Enabling and disabling page-level security
For ACLs to take effect when the report is run on iHub, you must enable page‑level security in the report design. When enabled, BIRT generates a report that consists of pages, which are restricted to users with specified security IDs. If you decide later to make the entire report available to users, all you do is disable the page-level security option. You do not have to remove the ACLs.
How to turn page-level security on or off
1 In the layout editor, right-click a blank area of the report, then select Security.
2 In Security, shown in Figure 32‑7, either select or deselect Enable Page Level Security on generated report document.

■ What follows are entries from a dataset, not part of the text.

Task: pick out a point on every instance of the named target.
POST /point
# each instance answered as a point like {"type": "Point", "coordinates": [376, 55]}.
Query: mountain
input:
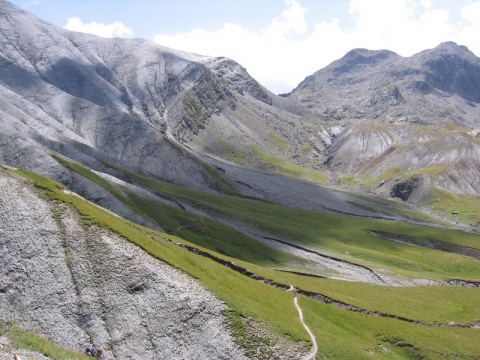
{"type": "Point", "coordinates": [158, 203]}
{"type": "Point", "coordinates": [403, 119]}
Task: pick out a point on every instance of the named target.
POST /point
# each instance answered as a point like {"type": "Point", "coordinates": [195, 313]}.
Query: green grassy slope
{"type": "Point", "coordinates": [341, 334]}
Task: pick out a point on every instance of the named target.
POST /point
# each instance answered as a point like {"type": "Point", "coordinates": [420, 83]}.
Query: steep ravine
{"type": "Point", "coordinates": [76, 286]}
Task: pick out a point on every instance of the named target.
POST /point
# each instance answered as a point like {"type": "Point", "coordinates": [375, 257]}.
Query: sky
{"type": "Point", "coordinates": [279, 42]}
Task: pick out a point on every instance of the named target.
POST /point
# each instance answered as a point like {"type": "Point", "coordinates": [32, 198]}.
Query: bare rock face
{"type": "Point", "coordinates": [404, 190]}
{"type": "Point", "coordinates": [77, 286]}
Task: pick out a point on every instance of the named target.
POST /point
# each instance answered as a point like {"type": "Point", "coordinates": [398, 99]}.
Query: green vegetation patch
{"type": "Point", "coordinates": [278, 166]}
{"type": "Point", "coordinates": [461, 208]}
{"type": "Point", "coordinates": [349, 335]}
{"type": "Point", "coordinates": [21, 339]}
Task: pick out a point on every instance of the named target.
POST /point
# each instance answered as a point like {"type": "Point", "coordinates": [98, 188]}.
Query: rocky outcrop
{"type": "Point", "coordinates": [76, 285]}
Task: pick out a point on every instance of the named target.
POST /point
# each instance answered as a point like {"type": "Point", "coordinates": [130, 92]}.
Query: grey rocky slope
{"type": "Point", "coordinates": [400, 117]}
{"type": "Point", "coordinates": [77, 286]}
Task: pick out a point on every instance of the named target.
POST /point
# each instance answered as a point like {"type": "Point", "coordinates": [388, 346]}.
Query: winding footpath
{"type": "Point", "coordinates": [313, 353]}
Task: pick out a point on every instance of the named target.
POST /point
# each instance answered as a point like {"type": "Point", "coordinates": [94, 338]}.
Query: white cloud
{"type": "Point", "coordinates": [287, 50]}
{"type": "Point", "coordinates": [117, 29]}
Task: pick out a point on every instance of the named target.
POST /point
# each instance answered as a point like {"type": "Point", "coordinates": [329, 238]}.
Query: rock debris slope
{"type": "Point", "coordinates": [78, 286]}
{"type": "Point", "coordinates": [400, 118]}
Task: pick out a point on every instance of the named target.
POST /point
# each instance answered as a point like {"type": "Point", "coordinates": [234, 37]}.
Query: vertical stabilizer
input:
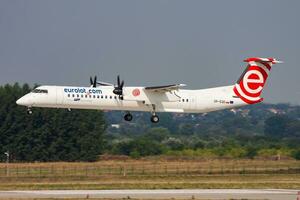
{"type": "Point", "coordinates": [251, 83]}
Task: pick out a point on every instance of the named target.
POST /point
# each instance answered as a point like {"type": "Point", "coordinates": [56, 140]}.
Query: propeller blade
{"type": "Point", "coordinates": [91, 80]}
{"type": "Point", "coordinates": [118, 81]}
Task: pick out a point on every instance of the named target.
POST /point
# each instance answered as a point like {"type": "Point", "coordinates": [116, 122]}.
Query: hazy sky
{"type": "Point", "coordinates": [200, 43]}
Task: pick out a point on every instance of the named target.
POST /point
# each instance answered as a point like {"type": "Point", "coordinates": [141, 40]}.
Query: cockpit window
{"type": "Point", "coordinates": [40, 91]}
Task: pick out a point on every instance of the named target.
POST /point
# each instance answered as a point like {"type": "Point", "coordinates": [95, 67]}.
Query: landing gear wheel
{"type": "Point", "coordinates": [154, 119]}
{"type": "Point", "coordinates": [128, 117]}
{"type": "Point", "coordinates": [29, 111]}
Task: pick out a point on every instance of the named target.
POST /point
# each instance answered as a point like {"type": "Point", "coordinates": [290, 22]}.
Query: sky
{"type": "Point", "coordinates": [148, 43]}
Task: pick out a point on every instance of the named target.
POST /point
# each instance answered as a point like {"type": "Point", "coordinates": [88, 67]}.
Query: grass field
{"type": "Point", "coordinates": [152, 174]}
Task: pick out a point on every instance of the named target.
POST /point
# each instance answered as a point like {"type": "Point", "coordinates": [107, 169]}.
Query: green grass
{"type": "Point", "coordinates": [152, 174]}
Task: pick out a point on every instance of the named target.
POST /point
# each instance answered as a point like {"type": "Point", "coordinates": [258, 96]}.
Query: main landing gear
{"type": "Point", "coordinates": [154, 118]}
{"type": "Point", "coordinates": [128, 117]}
{"type": "Point", "coordinates": [29, 111]}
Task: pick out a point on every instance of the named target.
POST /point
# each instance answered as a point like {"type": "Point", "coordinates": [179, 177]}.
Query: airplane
{"type": "Point", "coordinates": [154, 99]}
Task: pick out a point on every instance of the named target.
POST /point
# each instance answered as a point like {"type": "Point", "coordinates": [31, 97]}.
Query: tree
{"type": "Point", "coordinates": [276, 126]}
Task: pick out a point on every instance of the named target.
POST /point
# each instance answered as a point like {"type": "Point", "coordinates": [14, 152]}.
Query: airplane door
{"type": "Point", "coordinates": [59, 97]}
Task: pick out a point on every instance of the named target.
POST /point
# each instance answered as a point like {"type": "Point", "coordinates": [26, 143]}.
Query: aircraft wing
{"type": "Point", "coordinates": [104, 83]}
{"type": "Point", "coordinates": [164, 88]}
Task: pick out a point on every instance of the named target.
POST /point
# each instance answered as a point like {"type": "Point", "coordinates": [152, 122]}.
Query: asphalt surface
{"type": "Point", "coordinates": [275, 194]}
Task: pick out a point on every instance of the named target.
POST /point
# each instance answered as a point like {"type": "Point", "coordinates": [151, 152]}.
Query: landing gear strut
{"type": "Point", "coordinates": [154, 118]}
{"type": "Point", "coordinates": [128, 117]}
{"type": "Point", "coordinates": [29, 111]}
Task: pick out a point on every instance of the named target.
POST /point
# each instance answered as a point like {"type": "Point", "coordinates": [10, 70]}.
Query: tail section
{"type": "Point", "coordinates": [251, 83]}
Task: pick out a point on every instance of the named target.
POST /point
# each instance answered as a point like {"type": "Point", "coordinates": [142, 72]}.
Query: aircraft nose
{"type": "Point", "coordinates": [23, 101]}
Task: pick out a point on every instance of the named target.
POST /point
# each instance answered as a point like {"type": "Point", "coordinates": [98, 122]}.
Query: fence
{"type": "Point", "coordinates": [141, 169]}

Figure 32‑7 Enabling page-level security
Configuring page numbers
A report that uses page-level security provides two options for displaying page numbers. The report can display page numbers sequentially in the order that they appear to a user. For example, if a user can view pages 1, 5, 6, and 8 of a report, the page numbers that the user sees are 1, 2, 3, and 4. Alternatively, the report can display the actual page numbers 1, 5, 6, and 8.
Similarly, for page number formats that include the total page count, such as 1 of 4, the total page count can be the number of pages visible to the user or the number of pages in the report.
How to configure page numbers
This procedure assumes that the report already contains page number elements.
1 Choose Master Page to view the page number elements. Figure 32‑8 shows an example of a master page where the footer contains three elements to display page numbers in the format 1 of 10.
Figure 32‑8 Master page containing page number elements
2 Right-click the Page Number element and choose Security.
3 In Security, shown in Figure 32‑9, select a display option, then choose OK.
*Select Visible Page Number to display numbers sequentially in the order that the pages appear to the user.
*Select Actual Page Number to display the numbers as they appear in the entire report.
Figure 32‑9 Selecting a page numbering option
4 If the page number format includes a total page count, as shown in the sample master page in Figure 32‑8, use the instructions in the previous step to select a display option for the Total Page element.
Testing page-level security
BIRT Designer Professional supports the simulation of secure report viewing, so that you can test page-level security without having to publish the report to iHub, log in with different user credentials, run the report and verify its output.
How to test page-level security
1 Make sure page-level security is enabled. This procedure is described earlier in this chapter.
2 Choose RunView Report with Page Security, and select the output format in which to view the report.
3 In Run Report with Page Level Security, shown in Figure 32‑10, type a security ID specified in an ACL. For example:
Sales Manager: France
Figure 32‑10 Using a specified security ID
Choose OK. The report runs and displays only the page or pages that the specified security ID can view.
4 Repeat the previous step until you finish testing all the security IDs used in the report.